Tirana is an interesting, colourful and very lively city. The influence from the Communist time during the second half of the 20iest century is still visible in the style of the old buildings, squares and boulevards. But lots of the old grey Communist era houses have been painted in different colours - sometimes in soft pastel shades, sometimes with bright and abstract shapes. Mosques (and a few churches) are reopening or being rebuilt after all religion was banned at constitution level by the communist leader Enver Hoxha. On the day, there are markets and people selling things (mobile phones, shoes, food and anything else you could imagine) at every corner, old men sitting on squares playing Domino, and a cafe full of people every few steps. In the evening, there's a lot of nightlife with bars, pubs and clubs open until late or very late. Tirana also feels quite safe to walk around even late at night - the biggest danger here are missing manhole (gully) covers, leaving holes that are sometimes more than 1m deep... you have to watch your step all the time, or you might get seriously injured! Also don't trust too much on cars stopping at red lights or paying attention to stop signs or one-way streets!

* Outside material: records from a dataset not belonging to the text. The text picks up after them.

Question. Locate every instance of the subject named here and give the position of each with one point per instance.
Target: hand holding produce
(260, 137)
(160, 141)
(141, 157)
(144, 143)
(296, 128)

Apart from that, people in Tirana seem very friendly and it's easy to meet and talk to them - I had some interesting conversations, and some invited me to join them for the next bars and a late night tea/coffee stop. The nightlife is also the reason why I ended up staying for three days, not just I one day or maybe two as planned... I think one of my main problems with a bicycle tour is that going out at night is not compatible with cycling on the next day, especially not in this season when sunset is already at 4pm and you need to leave early to get anywhere before it gets dark (cycling at night in Albania is definitely not recommended). So as I was up until quite late in the evenings, of course I didn't get up very early on the next morning... but as my planned bicycle tour with some sightseeing along the way, has long turned into a sightseeing tour with the bicycle as main transport, I had already decided not to worry about the final destination that I could reach anymore, and wasn't in too much hurry to move on anyway. It's not about the destination, it's about the journey!